Meet the Radiologist: A Look Into Musculoskeletal Radiology with Dr. Jack Jennings

Musculoskeletal radiology section chief Jack Jennings, MD, PhD, looks at an off-screen monitor during a procedure.

Jack W. Jennings, MD, PhD, is a professor of radiology for Mallinckrodt Institute of Radiology (MIR) at Washington University School of Medicine in St. Louis. Jenning has served as the chief of musculoskeletal radiology since 2018 and is the director of musculoskeletal and spine interventions and procedures at MIR.

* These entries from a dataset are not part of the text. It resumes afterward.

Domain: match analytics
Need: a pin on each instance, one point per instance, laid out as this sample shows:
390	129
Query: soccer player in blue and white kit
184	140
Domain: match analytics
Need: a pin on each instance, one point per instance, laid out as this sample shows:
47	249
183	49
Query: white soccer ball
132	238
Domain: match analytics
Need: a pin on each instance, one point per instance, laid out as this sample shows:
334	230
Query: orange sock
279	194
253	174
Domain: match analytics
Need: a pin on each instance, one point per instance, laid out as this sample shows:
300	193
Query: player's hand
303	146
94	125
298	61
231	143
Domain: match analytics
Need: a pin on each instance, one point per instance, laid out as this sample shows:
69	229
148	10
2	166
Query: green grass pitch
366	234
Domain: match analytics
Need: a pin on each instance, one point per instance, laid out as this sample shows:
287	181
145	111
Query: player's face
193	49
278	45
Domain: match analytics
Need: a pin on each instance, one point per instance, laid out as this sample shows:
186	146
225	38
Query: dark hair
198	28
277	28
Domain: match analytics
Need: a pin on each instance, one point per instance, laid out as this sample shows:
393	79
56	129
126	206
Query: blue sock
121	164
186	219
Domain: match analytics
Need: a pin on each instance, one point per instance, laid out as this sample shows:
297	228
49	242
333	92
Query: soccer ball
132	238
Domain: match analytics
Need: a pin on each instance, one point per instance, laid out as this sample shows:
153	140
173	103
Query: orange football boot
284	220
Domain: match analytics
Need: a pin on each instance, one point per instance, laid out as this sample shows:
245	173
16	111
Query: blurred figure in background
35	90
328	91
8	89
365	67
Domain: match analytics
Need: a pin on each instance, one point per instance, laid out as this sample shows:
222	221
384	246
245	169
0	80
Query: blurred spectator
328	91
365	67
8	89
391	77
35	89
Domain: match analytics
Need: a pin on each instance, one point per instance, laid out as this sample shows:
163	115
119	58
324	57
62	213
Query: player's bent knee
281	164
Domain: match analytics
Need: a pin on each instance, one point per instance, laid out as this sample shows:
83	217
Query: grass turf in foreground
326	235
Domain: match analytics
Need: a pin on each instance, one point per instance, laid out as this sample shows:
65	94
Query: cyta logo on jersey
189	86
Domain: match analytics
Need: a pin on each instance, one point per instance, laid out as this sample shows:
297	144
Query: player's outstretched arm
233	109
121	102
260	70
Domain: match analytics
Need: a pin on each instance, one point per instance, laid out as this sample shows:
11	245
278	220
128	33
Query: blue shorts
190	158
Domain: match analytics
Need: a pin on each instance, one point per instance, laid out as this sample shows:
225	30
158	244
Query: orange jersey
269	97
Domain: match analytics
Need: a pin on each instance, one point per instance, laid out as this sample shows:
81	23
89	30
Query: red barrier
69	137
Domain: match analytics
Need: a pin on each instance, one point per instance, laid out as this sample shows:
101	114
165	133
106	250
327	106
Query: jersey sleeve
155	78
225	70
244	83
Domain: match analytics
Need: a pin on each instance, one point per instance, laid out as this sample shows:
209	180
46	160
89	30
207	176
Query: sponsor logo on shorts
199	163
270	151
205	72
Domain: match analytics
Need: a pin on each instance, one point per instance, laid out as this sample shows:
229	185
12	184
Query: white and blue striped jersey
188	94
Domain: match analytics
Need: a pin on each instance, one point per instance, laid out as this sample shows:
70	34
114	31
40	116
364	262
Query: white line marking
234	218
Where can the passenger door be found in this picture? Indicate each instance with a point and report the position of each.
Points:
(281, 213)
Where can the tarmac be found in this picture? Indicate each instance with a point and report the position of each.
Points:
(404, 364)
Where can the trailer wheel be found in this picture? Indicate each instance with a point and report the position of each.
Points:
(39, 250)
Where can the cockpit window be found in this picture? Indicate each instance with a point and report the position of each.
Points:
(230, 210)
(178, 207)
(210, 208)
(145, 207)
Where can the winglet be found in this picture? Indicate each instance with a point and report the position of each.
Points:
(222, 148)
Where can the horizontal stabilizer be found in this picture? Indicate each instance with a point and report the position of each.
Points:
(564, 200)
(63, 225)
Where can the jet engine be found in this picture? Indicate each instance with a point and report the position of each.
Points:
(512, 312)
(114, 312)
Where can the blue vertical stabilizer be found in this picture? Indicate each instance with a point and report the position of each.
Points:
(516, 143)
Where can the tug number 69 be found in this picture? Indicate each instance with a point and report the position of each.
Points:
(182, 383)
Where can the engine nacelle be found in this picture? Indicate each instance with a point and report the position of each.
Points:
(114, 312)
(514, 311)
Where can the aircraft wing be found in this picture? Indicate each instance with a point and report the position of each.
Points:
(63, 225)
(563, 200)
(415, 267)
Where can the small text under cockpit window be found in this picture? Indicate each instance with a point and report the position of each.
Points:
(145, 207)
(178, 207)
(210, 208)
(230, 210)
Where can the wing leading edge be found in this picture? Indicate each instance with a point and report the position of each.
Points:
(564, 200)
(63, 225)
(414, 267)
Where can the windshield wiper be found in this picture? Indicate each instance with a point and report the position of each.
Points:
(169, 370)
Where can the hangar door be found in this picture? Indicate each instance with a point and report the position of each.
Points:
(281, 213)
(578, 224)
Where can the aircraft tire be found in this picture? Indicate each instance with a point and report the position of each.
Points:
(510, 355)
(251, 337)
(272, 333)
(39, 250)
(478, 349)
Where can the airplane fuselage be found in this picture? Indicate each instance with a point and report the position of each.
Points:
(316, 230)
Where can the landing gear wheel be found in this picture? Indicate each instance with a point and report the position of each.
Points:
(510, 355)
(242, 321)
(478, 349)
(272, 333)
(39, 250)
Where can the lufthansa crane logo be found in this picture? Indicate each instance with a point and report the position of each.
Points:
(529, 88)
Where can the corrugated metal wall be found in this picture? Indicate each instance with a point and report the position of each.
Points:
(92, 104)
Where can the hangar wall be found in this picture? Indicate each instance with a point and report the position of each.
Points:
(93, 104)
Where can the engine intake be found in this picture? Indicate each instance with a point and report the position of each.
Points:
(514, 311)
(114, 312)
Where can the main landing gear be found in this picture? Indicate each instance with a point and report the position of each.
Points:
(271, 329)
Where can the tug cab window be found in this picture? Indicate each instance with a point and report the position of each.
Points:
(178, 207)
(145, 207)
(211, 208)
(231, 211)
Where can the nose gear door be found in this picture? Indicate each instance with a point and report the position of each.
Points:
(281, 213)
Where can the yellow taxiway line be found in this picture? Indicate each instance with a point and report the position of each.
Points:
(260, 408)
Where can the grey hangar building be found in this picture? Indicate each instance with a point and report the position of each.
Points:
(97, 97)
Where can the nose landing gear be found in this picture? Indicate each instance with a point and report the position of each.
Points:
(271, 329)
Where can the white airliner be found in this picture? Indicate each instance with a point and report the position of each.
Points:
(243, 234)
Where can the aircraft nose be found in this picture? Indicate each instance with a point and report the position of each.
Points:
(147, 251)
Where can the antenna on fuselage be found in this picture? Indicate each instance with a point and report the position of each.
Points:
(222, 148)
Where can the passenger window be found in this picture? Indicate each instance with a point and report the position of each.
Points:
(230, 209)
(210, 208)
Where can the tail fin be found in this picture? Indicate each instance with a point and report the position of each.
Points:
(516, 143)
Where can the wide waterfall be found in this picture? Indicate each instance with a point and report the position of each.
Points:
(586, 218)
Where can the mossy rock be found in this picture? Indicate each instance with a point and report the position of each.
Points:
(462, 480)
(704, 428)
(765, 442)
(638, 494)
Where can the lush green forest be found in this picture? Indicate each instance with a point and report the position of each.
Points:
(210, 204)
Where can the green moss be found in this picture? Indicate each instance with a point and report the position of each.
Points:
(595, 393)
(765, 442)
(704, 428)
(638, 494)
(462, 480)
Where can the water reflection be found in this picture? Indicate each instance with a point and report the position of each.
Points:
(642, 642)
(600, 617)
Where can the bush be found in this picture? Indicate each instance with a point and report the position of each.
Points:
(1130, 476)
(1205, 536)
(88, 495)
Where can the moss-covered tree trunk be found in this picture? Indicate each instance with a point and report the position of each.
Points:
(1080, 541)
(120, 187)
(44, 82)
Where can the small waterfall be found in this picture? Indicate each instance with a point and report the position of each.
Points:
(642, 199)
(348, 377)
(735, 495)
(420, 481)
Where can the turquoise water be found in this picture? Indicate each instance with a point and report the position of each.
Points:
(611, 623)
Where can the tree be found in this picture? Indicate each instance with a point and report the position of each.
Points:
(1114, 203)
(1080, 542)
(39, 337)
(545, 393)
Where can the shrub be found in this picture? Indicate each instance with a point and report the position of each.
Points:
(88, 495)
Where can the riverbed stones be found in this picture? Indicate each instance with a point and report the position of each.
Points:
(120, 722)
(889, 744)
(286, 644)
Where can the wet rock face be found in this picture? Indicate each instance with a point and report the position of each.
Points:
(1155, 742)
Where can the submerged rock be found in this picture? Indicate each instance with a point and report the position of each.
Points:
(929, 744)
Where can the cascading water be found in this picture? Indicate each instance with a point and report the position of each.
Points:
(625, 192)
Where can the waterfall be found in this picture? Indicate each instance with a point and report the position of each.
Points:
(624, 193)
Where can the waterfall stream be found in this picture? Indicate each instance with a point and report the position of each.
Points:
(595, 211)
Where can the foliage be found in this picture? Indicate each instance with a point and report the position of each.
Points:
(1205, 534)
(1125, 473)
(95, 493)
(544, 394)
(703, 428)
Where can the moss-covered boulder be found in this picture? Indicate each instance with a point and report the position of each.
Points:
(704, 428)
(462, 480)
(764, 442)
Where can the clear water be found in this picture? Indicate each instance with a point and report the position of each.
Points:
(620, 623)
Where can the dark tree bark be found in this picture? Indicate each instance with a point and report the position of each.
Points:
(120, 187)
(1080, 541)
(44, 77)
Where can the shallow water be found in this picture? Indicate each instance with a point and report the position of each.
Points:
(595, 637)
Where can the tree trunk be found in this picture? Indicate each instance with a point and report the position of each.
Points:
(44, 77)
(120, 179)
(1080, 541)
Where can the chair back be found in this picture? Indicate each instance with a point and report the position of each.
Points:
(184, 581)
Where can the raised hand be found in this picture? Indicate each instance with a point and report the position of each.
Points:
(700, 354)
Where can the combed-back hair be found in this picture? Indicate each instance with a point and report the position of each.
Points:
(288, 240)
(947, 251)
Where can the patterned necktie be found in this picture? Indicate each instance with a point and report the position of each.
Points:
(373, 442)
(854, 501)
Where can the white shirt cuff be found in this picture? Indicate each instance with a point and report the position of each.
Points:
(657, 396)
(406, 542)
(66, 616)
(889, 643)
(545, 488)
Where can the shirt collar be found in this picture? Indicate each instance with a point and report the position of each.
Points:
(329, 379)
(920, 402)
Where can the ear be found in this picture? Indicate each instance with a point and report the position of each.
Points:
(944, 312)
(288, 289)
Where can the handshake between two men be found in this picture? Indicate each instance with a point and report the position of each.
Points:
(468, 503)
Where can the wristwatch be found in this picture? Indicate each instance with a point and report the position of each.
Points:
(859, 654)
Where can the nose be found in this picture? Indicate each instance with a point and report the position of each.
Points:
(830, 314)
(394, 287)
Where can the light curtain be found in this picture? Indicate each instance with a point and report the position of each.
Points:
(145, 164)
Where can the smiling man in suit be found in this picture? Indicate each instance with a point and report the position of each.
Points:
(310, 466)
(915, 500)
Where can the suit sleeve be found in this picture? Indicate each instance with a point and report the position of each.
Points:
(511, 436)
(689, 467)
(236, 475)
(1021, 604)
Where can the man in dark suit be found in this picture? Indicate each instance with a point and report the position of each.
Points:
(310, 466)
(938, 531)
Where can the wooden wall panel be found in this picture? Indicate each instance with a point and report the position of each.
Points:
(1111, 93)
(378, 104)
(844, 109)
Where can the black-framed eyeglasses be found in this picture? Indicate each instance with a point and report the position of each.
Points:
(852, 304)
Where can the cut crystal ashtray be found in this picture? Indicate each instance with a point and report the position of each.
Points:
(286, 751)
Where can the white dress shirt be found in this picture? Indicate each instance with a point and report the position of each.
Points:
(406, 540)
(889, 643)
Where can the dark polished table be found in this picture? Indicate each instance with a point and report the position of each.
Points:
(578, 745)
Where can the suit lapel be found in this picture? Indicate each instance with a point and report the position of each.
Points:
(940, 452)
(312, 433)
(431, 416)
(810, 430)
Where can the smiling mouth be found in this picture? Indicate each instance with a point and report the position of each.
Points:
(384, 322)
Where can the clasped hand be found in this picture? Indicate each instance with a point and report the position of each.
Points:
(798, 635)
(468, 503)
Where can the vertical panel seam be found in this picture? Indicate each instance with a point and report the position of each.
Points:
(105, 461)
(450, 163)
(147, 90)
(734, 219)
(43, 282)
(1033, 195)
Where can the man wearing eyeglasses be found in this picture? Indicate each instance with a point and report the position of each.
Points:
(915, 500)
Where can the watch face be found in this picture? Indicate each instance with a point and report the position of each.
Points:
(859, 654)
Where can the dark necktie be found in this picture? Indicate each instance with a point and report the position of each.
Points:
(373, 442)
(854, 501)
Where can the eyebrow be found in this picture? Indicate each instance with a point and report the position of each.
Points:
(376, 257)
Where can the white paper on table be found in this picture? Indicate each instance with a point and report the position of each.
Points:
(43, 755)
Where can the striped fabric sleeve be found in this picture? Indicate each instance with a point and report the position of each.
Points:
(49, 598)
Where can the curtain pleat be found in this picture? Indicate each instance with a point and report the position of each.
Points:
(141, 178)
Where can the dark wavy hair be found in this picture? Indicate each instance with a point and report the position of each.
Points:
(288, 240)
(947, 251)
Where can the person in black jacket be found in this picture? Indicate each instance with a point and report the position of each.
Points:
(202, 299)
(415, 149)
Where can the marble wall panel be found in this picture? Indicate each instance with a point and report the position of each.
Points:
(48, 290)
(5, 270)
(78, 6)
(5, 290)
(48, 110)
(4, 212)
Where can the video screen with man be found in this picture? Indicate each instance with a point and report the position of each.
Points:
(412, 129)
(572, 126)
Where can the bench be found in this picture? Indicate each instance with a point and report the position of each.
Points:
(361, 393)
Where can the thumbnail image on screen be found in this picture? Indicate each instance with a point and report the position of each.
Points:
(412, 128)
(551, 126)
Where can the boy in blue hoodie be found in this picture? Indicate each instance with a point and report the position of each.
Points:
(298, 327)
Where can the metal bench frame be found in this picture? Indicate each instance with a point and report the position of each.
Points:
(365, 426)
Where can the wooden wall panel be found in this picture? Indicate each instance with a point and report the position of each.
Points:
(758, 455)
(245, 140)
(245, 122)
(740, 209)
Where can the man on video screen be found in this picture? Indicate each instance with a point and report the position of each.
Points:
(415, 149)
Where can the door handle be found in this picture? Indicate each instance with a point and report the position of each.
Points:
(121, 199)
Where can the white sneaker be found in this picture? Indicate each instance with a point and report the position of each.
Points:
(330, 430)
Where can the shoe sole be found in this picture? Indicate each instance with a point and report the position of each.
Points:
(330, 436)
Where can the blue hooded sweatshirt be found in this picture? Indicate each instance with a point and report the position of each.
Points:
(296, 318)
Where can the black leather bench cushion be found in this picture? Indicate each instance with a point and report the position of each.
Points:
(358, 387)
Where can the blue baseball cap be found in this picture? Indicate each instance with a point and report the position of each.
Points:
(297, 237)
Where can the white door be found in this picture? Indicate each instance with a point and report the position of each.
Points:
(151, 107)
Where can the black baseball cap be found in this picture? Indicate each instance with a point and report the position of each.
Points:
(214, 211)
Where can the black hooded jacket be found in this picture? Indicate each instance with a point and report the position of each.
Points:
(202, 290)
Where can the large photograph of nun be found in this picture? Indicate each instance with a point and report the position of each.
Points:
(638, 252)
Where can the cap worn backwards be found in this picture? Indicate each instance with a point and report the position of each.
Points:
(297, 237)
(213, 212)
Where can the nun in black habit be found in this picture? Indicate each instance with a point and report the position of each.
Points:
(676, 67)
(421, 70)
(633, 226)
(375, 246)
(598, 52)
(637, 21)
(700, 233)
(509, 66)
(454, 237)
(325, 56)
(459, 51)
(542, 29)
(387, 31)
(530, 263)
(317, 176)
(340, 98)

In our Meet the Radiologist series, we get to know the clinicians providing their imaging expertise and often serving as the foundation of treatment planning across all specialties. Jennings talks about exciting developments in interventional oncology and why a multidisciplinary workplace matters to patients.

What do you think differentiates MIR from other radiology providers?
MIR has some of the world’s experts in many of its divisions and is a multidisciplinary, collaborative workplace where different specialties work very closely. I believe this provides the best clinical treatment for patients.   

Headshot of Jack Jennings, MD, PhD.

What’s an exciting clinical development in your field?
Musculoskeletal interventional oncology is one of the fastest-growing portions of interventional oncology.  I focus on the treatment of bone (including spine) and soft tissue metastatic lesions in patients with cancer using thermal ablation and cement.

What’s your favorite aspect of specializing in musculoskeletal radiology?
Musculoskeletal radiology is great as you get to see all of the sports-related injuries, bone and soft tissue cancers and do a wide variety of procedures including those related to musculoskeletal interventional oncology.  It is an excellent specialty for those who love both diagnostic and interventional radiology. 

Why did you choose radiology as your specialty?
I initially matched in neurosurgery and my doctoral advisor convinced me to consider radiology. I switched out and it was the best decision ever.  The diversity, depth and breadth of what we see and do every day in radiology are different compared to other specialties. 

Anything else we should know?
MIR is a great place to work, and I am blessed to work with so many wonderful people and truly enjoy coming to work every day.